Richard Dawkins is one of my favorite authors, in the same league as Sam Harris, Christopher Hitchens and Neil deGrasse Tyson. What stands out in the works of these people is their unwavering loyalty to Truth and Reason. They are not the sort of persons that can take an affront to Knowledge lying down. All of them are outright atheists that don’t mince words when it comes to attacking the superstitious and stupid religious beliefs.
This is the third work of Dawkins that I am reading, after having gone through ‘The God Delusion’ and ‘The Magic of Reality’. Dawkins continues in the same vein as in those two books, but this book is turning the heat up for the ‘Creationists’ – those that believe that a god created this universe, our planet and all the life forms that populate it, within the last 10000 years or so. Dawkins builds a citadel from which the Evolutionists – those of us that believe that the planet Earth is about 4.6 billion years and all the life forms that we see in front of our eyes today evolved through natural genetic modification – can fight the ignorance of the ‘Creationists’.

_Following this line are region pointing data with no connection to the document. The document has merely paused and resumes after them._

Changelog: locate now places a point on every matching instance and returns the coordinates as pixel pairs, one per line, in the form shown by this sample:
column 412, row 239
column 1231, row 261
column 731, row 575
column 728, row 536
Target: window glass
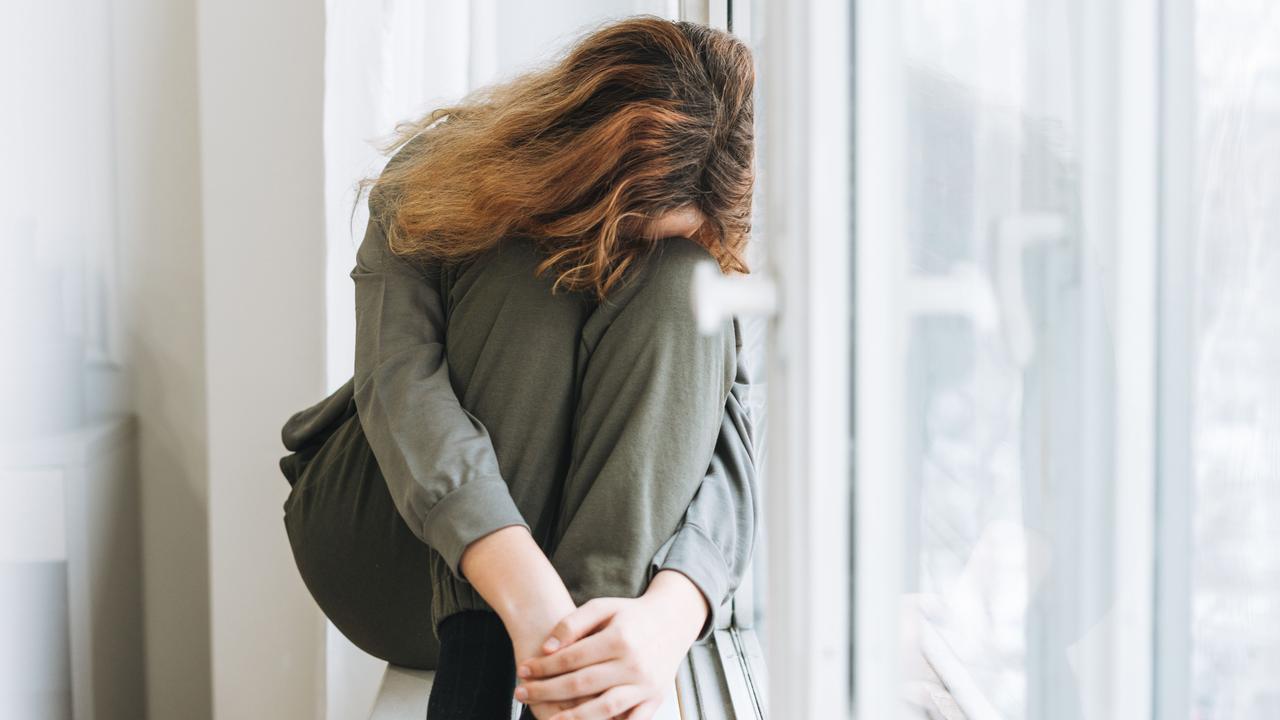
column 1008, row 368
column 1235, row 597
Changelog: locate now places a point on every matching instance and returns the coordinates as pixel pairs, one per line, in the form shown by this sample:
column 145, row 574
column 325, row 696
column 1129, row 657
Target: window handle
column 963, row 291
column 1014, row 235
column 718, row 297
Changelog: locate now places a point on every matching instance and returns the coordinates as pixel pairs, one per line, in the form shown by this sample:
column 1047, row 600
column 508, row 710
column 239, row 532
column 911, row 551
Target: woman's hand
column 617, row 656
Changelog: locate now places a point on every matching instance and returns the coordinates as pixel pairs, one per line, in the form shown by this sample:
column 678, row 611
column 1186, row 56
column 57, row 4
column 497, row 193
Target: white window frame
column 1171, row 674
column 804, row 68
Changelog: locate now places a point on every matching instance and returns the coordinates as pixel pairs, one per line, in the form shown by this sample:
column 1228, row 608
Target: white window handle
column 964, row 291
column 718, row 297
column 1013, row 236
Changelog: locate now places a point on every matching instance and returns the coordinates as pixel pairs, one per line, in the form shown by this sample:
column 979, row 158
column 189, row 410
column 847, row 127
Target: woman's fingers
column 583, row 654
column 644, row 711
column 581, row 623
column 616, row 701
column 572, row 686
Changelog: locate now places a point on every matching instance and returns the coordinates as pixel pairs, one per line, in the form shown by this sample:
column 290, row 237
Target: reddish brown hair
column 640, row 117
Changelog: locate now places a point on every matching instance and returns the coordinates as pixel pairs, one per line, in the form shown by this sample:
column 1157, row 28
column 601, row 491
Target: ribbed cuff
column 467, row 514
column 693, row 554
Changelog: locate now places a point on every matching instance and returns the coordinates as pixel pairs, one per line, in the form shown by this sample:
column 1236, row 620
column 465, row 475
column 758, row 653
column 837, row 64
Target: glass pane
column 1235, row 600
column 1009, row 374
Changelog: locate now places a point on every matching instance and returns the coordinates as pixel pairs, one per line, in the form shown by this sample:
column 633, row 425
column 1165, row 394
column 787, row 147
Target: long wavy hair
column 638, row 118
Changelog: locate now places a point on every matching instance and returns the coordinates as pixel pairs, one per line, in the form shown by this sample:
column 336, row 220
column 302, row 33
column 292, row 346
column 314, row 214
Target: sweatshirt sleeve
column 437, row 458
column 714, row 541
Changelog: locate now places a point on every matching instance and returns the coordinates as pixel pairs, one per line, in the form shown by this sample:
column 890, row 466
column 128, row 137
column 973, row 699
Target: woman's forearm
column 513, row 575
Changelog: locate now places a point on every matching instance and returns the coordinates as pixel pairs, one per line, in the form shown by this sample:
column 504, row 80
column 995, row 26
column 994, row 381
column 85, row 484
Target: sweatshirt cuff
column 467, row 514
column 693, row 554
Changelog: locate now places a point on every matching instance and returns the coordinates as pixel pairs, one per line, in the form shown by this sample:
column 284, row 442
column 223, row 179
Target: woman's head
column 641, row 122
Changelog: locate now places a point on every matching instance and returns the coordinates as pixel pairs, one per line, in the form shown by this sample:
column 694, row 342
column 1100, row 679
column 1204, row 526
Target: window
column 1235, row 441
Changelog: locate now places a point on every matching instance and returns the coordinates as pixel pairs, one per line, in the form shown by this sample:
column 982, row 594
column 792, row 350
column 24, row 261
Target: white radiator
column 71, row 584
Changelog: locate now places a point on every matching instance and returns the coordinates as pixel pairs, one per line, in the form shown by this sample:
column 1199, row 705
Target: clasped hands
column 613, row 657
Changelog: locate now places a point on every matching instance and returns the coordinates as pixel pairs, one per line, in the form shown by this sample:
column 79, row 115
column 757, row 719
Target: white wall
column 260, row 114
column 163, row 329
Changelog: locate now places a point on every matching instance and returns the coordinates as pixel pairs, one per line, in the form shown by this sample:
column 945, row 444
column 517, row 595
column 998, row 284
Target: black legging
column 478, row 674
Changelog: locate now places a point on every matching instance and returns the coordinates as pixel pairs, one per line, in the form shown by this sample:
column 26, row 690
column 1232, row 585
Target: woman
column 539, row 459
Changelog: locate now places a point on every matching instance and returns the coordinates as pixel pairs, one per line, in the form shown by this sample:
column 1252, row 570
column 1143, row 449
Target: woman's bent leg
column 361, row 563
column 653, row 393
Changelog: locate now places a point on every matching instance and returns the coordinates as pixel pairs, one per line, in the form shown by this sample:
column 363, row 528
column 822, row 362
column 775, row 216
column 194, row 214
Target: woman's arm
column 714, row 542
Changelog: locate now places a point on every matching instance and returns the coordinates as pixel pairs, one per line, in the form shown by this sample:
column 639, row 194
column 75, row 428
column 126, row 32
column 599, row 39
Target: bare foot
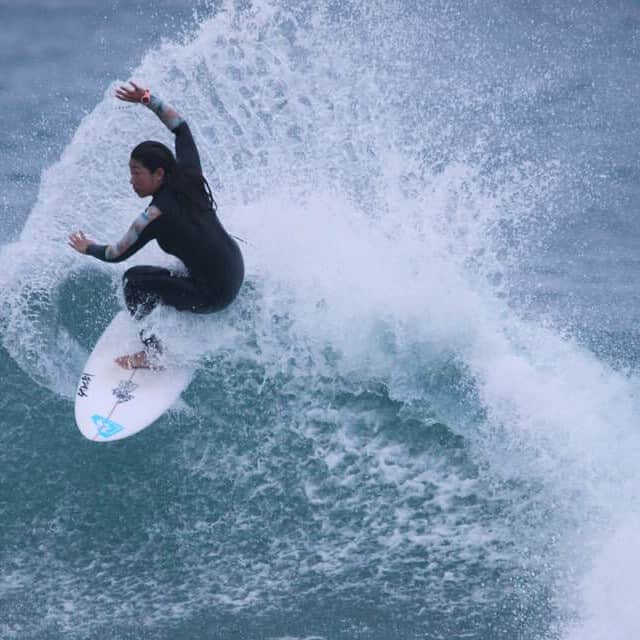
column 138, row 360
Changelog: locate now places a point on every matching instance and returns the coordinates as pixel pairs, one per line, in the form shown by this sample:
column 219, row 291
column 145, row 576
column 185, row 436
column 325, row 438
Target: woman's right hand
column 79, row 242
column 131, row 95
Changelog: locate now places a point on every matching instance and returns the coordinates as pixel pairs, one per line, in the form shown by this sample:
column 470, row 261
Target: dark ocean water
column 420, row 417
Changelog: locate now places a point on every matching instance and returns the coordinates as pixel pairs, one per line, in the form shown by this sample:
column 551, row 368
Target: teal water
column 418, row 420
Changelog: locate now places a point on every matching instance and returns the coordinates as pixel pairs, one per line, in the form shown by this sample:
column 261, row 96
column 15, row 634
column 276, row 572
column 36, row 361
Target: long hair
column 190, row 186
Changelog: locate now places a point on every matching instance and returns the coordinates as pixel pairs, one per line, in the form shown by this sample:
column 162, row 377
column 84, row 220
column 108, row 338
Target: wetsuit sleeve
column 186, row 150
column 138, row 234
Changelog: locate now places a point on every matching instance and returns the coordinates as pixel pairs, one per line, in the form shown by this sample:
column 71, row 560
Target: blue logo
column 106, row 427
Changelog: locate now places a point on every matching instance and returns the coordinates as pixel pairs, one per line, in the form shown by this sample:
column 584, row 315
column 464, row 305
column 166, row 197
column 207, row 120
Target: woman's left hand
column 79, row 242
column 130, row 95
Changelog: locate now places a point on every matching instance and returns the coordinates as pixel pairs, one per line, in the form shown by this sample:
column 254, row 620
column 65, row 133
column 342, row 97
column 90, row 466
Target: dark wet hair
column 188, row 183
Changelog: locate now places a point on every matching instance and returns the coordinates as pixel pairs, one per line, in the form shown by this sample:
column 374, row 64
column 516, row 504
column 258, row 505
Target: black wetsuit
column 212, row 257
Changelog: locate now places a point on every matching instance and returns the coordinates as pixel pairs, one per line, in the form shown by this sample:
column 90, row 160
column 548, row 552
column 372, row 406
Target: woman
column 182, row 219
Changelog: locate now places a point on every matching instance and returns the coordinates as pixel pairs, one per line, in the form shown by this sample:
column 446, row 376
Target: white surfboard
column 114, row 403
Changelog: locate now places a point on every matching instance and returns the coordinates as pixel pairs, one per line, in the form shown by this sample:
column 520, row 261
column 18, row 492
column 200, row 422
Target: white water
column 368, row 247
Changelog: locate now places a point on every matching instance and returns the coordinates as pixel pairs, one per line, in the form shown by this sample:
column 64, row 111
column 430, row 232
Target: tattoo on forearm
column 169, row 116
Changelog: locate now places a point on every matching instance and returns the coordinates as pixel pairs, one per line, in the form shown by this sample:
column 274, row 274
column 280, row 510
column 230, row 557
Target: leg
column 146, row 287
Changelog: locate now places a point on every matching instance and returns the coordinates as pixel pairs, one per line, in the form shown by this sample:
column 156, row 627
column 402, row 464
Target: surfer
column 182, row 218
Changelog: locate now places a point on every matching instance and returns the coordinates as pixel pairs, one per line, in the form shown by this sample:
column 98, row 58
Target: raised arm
column 186, row 150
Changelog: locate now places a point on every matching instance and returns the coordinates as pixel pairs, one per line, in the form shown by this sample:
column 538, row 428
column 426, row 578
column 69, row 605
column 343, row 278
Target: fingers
column 129, row 94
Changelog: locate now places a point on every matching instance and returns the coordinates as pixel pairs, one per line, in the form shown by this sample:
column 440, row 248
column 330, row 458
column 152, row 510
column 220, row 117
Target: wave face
column 400, row 429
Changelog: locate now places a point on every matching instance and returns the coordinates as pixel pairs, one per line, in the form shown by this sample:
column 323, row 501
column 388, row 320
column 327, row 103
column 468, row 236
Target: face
column 144, row 182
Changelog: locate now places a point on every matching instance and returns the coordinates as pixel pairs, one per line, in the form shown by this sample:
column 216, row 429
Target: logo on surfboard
column 124, row 391
column 83, row 387
column 106, row 427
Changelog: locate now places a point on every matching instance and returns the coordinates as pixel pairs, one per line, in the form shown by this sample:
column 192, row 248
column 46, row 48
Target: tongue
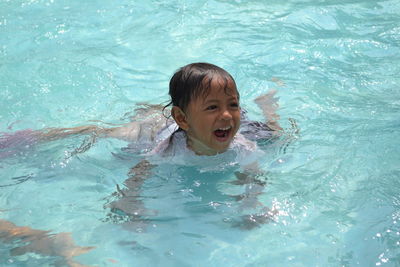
column 220, row 133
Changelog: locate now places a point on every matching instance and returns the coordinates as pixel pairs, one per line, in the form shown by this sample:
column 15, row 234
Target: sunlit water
column 336, row 185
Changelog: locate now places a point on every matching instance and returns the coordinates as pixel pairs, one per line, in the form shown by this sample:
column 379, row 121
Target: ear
column 180, row 118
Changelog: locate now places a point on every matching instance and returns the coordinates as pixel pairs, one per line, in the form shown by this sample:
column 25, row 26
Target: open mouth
column 222, row 134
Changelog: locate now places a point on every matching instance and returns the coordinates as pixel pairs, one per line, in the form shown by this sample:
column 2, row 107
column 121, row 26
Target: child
column 205, row 109
column 207, row 120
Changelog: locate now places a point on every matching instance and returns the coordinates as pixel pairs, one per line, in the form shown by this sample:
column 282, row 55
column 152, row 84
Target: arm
column 128, row 132
column 269, row 105
column 249, row 199
column 41, row 242
column 129, row 206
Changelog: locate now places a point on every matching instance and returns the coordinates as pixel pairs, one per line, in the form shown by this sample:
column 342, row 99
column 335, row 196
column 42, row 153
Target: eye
column 234, row 105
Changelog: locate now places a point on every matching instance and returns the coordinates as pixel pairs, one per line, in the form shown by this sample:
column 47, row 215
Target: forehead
column 219, row 87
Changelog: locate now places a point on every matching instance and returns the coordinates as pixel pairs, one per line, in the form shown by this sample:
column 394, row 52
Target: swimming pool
column 335, row 65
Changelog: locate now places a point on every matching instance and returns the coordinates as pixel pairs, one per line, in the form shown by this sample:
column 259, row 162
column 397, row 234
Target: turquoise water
column 335, row 65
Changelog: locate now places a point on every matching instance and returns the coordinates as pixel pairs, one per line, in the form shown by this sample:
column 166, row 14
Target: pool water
column 336, row 184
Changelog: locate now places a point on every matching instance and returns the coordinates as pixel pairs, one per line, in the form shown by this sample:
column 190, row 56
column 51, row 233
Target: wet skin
column 212, row 121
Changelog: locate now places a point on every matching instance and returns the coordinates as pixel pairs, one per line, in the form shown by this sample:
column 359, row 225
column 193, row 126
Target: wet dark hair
column 194, row 80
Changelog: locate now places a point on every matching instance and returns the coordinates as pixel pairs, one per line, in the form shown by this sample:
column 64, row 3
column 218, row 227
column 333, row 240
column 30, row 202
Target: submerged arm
column 41, row 242
column 128, row 132
column 254, row 187
column 129, row 204
column 269, row 105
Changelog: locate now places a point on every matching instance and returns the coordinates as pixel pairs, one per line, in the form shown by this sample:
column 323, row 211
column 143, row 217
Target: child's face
column 213, row 120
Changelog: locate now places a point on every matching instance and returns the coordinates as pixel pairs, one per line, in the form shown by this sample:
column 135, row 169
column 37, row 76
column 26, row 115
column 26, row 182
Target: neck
column 198, row 147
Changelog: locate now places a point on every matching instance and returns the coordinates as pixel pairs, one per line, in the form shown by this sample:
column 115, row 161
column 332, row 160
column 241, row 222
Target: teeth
column 225, row 129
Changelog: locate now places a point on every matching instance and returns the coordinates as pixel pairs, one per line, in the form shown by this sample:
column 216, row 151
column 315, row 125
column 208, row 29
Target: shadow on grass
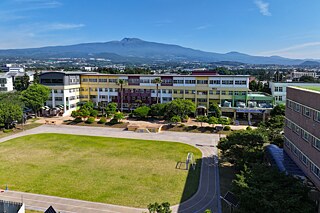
column 192, row 181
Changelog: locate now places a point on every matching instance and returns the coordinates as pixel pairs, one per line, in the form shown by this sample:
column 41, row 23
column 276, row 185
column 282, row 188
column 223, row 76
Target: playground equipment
column 190, row 160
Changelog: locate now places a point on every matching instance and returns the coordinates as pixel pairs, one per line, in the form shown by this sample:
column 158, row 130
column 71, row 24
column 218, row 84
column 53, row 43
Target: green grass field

And, what a citadel has he built! I don’t think that a staunch believer of the religious version of ‘Creation’ will be moved by this book well enough to reverse his/her views, but this book will nevertheless end up causing a dent in his/her belief. Be it plants, animals or the multitude of bacterial and vermin life forms, Dawkins pulls them all up to stand as witness to the survival of their ancestors in the long gone past and their evolution by ‘natural selection’. Dawkins also arms all the ‘Evolutionists’ and ‘Darwinists’ with enough arsenal to fight back the stupid questions raised by the ‘Creationists’. ‘If men evolved from monkeys why are there monkeys still around?’, for example.
But one thing that I couldn’t stomach in this book is that, while trying to build a citadel of facts and arguments strong enough to be unassailable by the ‘Creationists’, Dawkins seems to have become too obsessed with the details to the extent of ignoring the normal, laymen like me that couldn’t grasp science beyond a certain level, at least for now. You need to have a fair knowledge of genes to understand the book. In the previous two books, I found the words of Dawkins having a smooth flow. The same is lacking here. His random jumping between the topics and cross-referencing details in other chapters and even in his other books doesn’t make matters easy either.
A good book to read, if you prefer reading books that are slow and heavy. Though this lacks the usual flow and wit of Richard Dawkins, it is a worthy shot in the arm if you are someone that ends up arguing with the ‘Believers’ every now and then.